Out of Tune
Scroll down, swipe right, change time zones, hit the treadmill—modern life is spent in perpetual motion but it so rarely confers actual movement. No hair-splitting semantics or contradiction here; the distinction is essential to understanding our ongoing ennui. It’s performance versus action, the appearance of progress versus real progress, the stories that we tell to define ourselves versus the ephemeral, mercurial selves we are always becoming.
It’s a discomfiting predicament, one which the debut LP by FKL describes in exacting, hypnotizing detail. The title Out of Tune speaks not of the music—this stuff is expertly executed minimalist electro-pop—but of existential discrepancy. There’s the proper tuning and then there’s the version we get.
“I convince myself that there is more to me,” Sage Redman sings on the album opener, her voice pulsing liquid-like through a deluge of electronic syncopation and waves of synths. The line sums up Out of Tune’s prevailing sentiment. Further lyrics reveal that “Convinced” is set on an airplane, similar to “Seats” a few songs later, where Redman watches an in-flight movie from the gap between the seats in front of her. “Now I’ve got it all in front of me,” she coos. “Thank God that that’s behind me.” It’s a snapshot of a mundane moment that, in FKL’s hands, evokes big ideas and bigger feelings. Up in the air indeed.
Redman’s partner in songwriting, composing, production and occasional singing is British-born Joe Gillick, and their recent biography explains much of FKL’s obsession with vacillation, physical and otherwise. They met while studying pop music at University of London’s Goldsmiths College and fell into the city’s dance-music and pirate radio scenes before moving to Redman’s native Seattle last year. (It’s worth noting that FKL is a foreshortening of the duo’s original band name, Funktionslust, a German term for the pleasure that comes with doing the thing that one is best at.) Throughout Out of Tune, Redman’s lyrics address themes of arrival and departure, transience and permanence, while the duo’s complex beatsmithing shifts and slides and eschews predictable groove. “I’ve been here for years/I’m ready to leave,” Redman sings on the sinister, sinuous “All I Got.” And later, on “Temporary,” over a haunting synth arpeggio and skittering electronic drums, “I pump temporary blood through temporary veins/And I go to get my hair cut temporary length.”

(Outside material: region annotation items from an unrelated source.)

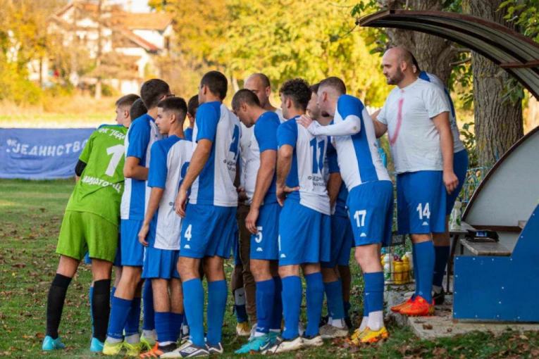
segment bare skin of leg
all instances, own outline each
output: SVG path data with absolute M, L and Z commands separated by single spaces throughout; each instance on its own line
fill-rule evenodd
M 277 260 L 252 259 L 251 272 L 254 277 L 255 282 L 272 279 L 273 277 L 278 275 L 278 262 Z
M 114 267 L 114 285 L 118 286 L 120 284 L 120 279 L 122 277 L 122 267 Z
M 435 247 L 447 247 L 451 246 L 451 237 L 449 235 L 449 215 L 445 216 L 445 232 L 443 233 L 433 233 L 433 241 Z
M 410 234 L 410 239 L 411 239 L 411 243 L 414 244 L 417 244 L 418 243 L 432 241 L 433 237 L 430 233 L 428 233 L 426 234 Z
M 188 280 L 200 278 L 200 272 L 199 272 L 200 261 L 200 258 L 180 257 L 180 259 L 178 260 L 177 267 L 178 272 L 180 273 L 180 277 L 182 278 L 182 281 L 187 282 Z
M 380 261 L 381 248 L 381 244 L 367 244 L 356 247 L 356 261 L 364 273 L 373 273 L 383 270 Z
M 333 268 L 321 268 L 322 281 L 324 283 L 330 283 L 339 280 L 339 276 L 336 271 L 337 267 Z
M 218 256 L 204 258 L 204 274 L 208 279 L 208 283 L 218 280 L 225 280 L 224 263 L 225 258 Z
M 60 256 L 60 263 L 58 263 L 56 273 L 64 277 L 73 278 L 77 269 L 79 267 L 80 260 L 76 260 L 67 256 Z
M 350 301 L 350 286 L 352 285 L 352 273 L 348 265 L 339 265 L 339 275 L 342 279 L 342 301 Z
M 92 277 L 94 282 L 110 279 L 112 263 L 102 259 L 92 258 Z
M 178 278 L 172 278 L 169 285 L 171 287 L 171 311 L 176 314 L 183 314 L 182 282 Z
M 114 296 L 128 301 L 132 301 L 135 296 L 137 298 L 140 296 L 140 291 L 142 288 L 140 277 L 142 275 L 142 267 L 125 265 Z M 135 294 L 137 295 L 135 296 Z
M 171 298 L 168 296 L 168 281 L 162 278 L 151 279 L 154 291 L 154 309 L 156 312 L 170 312 Z

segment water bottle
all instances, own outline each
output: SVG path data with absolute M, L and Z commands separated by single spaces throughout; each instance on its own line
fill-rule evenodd
M 457 199 L 453 210 L 450 215 L 450 231 L 459 231 L 461 229 L 461 211 L 462 203 L 459 199 Z

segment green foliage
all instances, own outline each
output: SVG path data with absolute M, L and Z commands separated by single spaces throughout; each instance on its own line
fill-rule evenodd
M 465 123 L 460 129 L 460 135 L 462 143 L 468 151 L 468 168 L 476 168 L 479 167 L 479 160 L 477 157 L 476 147 L 476 134 L 471 129 L 474 125 L 473 122 Z

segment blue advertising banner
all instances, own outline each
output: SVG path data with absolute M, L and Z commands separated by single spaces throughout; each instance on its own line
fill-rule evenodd
M 0 128 L 0 178 L 54 180 L 75 175 L 93 128 Z

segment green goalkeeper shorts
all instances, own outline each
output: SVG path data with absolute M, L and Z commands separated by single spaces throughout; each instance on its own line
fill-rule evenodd
M 89 252 L 91 258 L 114 262 L 118 226 L 87 212 L 66 210 L 58 239 L 56 253 L 77 260 Z

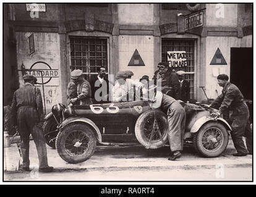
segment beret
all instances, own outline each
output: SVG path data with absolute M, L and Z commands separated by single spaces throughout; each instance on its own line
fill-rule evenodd
M 140 79 L 140 81 L 142 81 L 143 79 L 145 79 L 147 81 L 149 81 L 149 77 L 147 75 L 143 75 L 142 77 Z
M 71 79 L 77 79 L 82 75 L 83 75 L 83 71 L 80 69 L 74 70 L 70 73 Z
M 129 76 L 129 75 L 134 75 L 134 73 L 132 73 L 130 70 L 126 70 L 125 72 L 126 73 L 126 74 Z
M 24 79 L 25 81 L 34 81 L 35 82 L 36 82 L 37 81 L 36 78 L 32 74 L 27 74 L 27 75 L 24 75 L 23 76 L 23 79 Z
M 217 76 L 217 79 L 228 81 L 228 76 L 225 74 L 219 74 Z
M 183 74 L 184 74 L 186 73 L 186 72 L 184 71 L 183 70 L 179 70 L 179 71 L 177 71 L 176 73 L 178 75 L 183 75 Z
M 126 79 L 127 78 L 127 74 L 126 71 L 119 71 L 117 73 L 116 73 L 116 79 Z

Two stunning songs lie at the antipodes of FKL’s stylistic spectrum. “A Different Street” occupies the overlap between minimal techno and soulful synthwave, relentlessly propulsive and fit for late-night dance floors. “Violence” is suspended animation, a fragile moment caught in crystalline relief via Redman’s gorgeous vocal melody and ghostly piano chords. Lyrically, the former reads as a first-person recollection of misunderstanding and anxiety; the latter is inspired by the feminist treatise Women in Dark Times by British scholar Jacqueline Rose. Between them lies a young lifetime of restlessness and longing, sure of itself if not quite sure where to go.